Sebagaimana daerah lain yang pernah menikmati manfaat besar sebagai tuan rumah tentu Aceh juga mendambakan peningkatan dan perbaikan infrastruktur olahraga. Yang paling dekat lihat saja Papua, pasca PON mereka memiliki banyak stadion dan sarana olahraga yang berkelas. Jelas Aceh iri dengan fasilitas tersebut. Bahkan Papua berhasil mencatat diri sebagai provinsi paling besar didanai oleh pusat untuk menjadi tuan rumah.
Papua berhasil meraup APBN sebesar 10,43 triliun untuk berhasil menyelenggarakan PON XX. Jauh dari yang diperoleh Jawa Barat tahun 2016, apalagi Riau di tahun 2012.
Sementara Aceh, dengan situasi seperti sekarang ini tentu harus bersiap-siap menjadi yang kedua, karena peran dan manfaat utama pasti dipegang Sumut atau malah Aceh harus menyerahkan sepenuhnya kepada Sumut, kecuali masih ada peluang untuk berbenah dan sepertinya kita butuh bantuan Bandung Bondowoso yang bisa membangun 1.000 candi sebelum kokok ayam jantan berbunyi dalam kisah Roro Jonggrang.
Tentu hanya kepada Pj Gubernur kebanggaan kita semua yang bisa kita titipkan harapan ini. Apalagi beliau sangat dekat dan dipercaya oleh Pemerintah Pusat. Dan tentu beliau juga butuh dukungan dari semua pihak yang ada di Aceh agar PON nantinya dapat berjalan dengan lancar.

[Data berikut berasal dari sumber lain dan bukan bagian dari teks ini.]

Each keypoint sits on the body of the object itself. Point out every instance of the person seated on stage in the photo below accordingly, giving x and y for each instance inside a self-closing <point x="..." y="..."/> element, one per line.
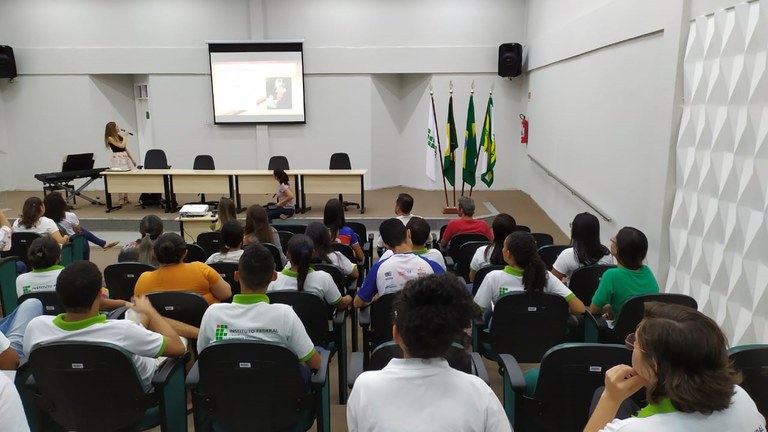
<point x="32" y="220"/>
<point x="630" y="278"/>
<point x="465" y="224"/>
<point x="231" y="240"/>
<point x="333" y="218"/>
<point x="321" y="238"/>
<point x="225" y="212"/>
<point x="258" y="230"/>
<point x="286" y="201"/>
<point x="300" y="276"/>
<point x="57" y="210"/>
<point x="586" y="248"/>
<point x="44" y="256"/>
<point x="390" y="275"/>
<point x="680" y="356"/>
<point x="251" y="316"/>
<point x="420" y="230"/>
<point x="142" y="250"/>
<point x="403" y="207"/>
<point x="525" y="272"/>
<point x="430" y="313"/>
<point x="79" y="288"/>
<point x="503" y="225"/>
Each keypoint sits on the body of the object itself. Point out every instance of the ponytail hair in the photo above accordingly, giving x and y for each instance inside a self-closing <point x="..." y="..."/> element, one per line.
<point x="522" y="246"/>
<point x="300" y="251"/>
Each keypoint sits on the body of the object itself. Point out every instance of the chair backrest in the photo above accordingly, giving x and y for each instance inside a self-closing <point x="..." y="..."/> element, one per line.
<point x="209" y="241"/>
<point x="466" y="253"/>
<point x="527" y="325"/>
<point x="340" y="161"/>
<point x="752" y="362"/>
<point x="204" y="162"/>
<point x="155" y="159"/>
<point x="550" y="253"/>
<point x="568" y="377"/>
<point x="633" y="310"/>
<point x="69" y="375"/>
<point x="585" y="280"/>
<point x="227" y="272"/>
<point x="249" y="385"/>
<point x="278" y="162"/>
<point x="121" y="278"/>
<point x="187" y="307"/>
<point x="195" y="253"/>
<point x="312" y="311"/>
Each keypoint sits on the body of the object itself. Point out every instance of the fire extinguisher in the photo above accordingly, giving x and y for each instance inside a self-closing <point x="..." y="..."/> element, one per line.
<point x="523" y="130"/>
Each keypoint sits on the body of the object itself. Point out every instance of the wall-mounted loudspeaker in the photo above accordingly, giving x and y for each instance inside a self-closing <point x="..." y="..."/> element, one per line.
<point x="7" y="62"/>
<point x="510" y="59"/>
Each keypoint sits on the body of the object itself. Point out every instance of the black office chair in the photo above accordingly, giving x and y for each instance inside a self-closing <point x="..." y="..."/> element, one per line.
<point x="244" y="386"/>
<point x="121" y="278"/>
<point x="341" y="161"/>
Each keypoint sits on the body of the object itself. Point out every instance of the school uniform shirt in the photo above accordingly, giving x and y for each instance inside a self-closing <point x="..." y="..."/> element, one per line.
<point x="568" y="262"/>
<point x="318" y="283"/>
<point x="741" y="415"/>
<point x="500" y="282"/>
<point x="423" y="395"/>
<point x="252" y="317"/>
<point x="144" y="345"/>
<point x="390" y="275"/>
<point x="38" y="280"/>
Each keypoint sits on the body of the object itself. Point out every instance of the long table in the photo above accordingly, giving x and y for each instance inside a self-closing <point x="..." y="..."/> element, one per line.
<point x="232" y="182"/>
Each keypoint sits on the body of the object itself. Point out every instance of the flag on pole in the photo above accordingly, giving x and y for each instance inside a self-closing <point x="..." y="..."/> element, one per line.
<point x="488" y="141"/>
<point x="431" y="140"/>
<point x="470" y="145"/>
<point x="449" y="159"/>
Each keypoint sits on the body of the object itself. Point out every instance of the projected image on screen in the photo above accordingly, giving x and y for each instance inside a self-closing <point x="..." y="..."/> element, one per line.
<point x="257" y="82"/>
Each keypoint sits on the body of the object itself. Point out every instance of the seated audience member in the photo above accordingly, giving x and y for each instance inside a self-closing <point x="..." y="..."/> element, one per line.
<point x="301" y="277"/>
<point x="585" y="249"/>
<point x="176" y="275"/>
<point x="333" y="218"/>
<point x="390" y="275"/>
<point x="321" y="238"/>
<point x="679" y="355"/>
<point x="231" y="240"/>
<point x="403" y="207"/>
<point x="430" y="313"/>
<point x="32" y="220"/>
<point x="465" y="224"/>
<point x="503" y="225"/>
<point x="251" y="316"/>
<point x="420" y="229"/>
<point x="525" y="271"/>
<point x="630" y="278"/>
<point x="79" y="288"/>
<point x="142" y="250"/>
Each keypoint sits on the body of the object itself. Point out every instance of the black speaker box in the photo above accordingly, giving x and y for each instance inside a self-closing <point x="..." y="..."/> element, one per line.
<point x="7" y="62"/>
<point x="510" y="59"/>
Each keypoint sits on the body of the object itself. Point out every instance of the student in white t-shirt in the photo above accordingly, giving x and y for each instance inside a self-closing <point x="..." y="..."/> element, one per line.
<point x="679" y="355"/>
<point x="301" y="277"/>
<point x="421" y="391"/>
<point x="79" y="289"/>
<point x="231" y="240"/>
<point x="585" y="249"/>
<point x="525" y="271"/>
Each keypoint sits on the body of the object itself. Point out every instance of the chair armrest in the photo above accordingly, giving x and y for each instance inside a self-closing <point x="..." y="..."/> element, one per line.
<point x="480" y="370"/>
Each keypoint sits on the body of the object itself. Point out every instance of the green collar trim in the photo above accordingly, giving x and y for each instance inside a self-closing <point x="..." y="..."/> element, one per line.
<point x="51" y="268"/>
<point x="250" y="298"/>
<point x="513" y="271"/>
<point x="78" y="325"/>
<point x="663" y="407"/>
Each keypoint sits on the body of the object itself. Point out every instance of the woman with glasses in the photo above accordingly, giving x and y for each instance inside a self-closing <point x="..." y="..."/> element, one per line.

Sebagai masyarakat awam mari kita tetap mempersiapkan diri untuk menunggu para atlet, ofisial dan seluruh masyarakat nasional yang akan berkunjung ke Aceh. Kita perkuat adat “pemulia jame” kita untuk memastikan seluruh yang hadir terkagum-kagum dengan budaya dan adat istiadat kita yang Islami.
Jika pun nanti akan muncul banyak kelemahan dan kekurangan dalam penyelenggaraan mudah-mudahan dapat tertutup atau tersapu oleh senyum manis seluruh Masyarakat Aceh.
Satu hal juga yang kita tidak boleh lupa, pembangunan dan peningkatan prestasi olah raga tidak boleh diambil sepele. Jika ditinjau dari tren prestasi global, maka sangat jelas terlihat grafik kemajuan suatu negara memiliki korelasi yang positif dengan kemajuan olah raganya. Secara Asia Tenggara, lihatlah Thailand, secara Asia lihatlah Cina, dan secara internasional tentu kita semua tahu Amerika Serikatlah jagoannya.
Demikian pula dalam konteks nasional, selalu Jakarta kokoh sebagai juara umum, dan hampir semua Provinsi Pulau Jawa selalu mendominasi dari segi prestasi PON. Ini menunjukkan kepada kita bahwa indikator kemajuan olah raga memang dapat digunakan sebagai tolak ukur kemajuan suatu daerah. Oleh sebab itu, besar harapan kita sebagai rakyat Aceh bahwa melalui PON XXI ini memiliki peluang untuk memperlengkap infrastruktur olah raga sehingga anak mudanya dapat terus berlatih secara lebih baik dan profesional.
Semoga harapan ini dapat terwujud dan Indonesia konsen menjadikan PON sebagai ajang pemerataan fasilitas olah raga di seluruh daerah, sehingga ke depan kita kembali menjadi macan Asia dipentas olahraga dunia.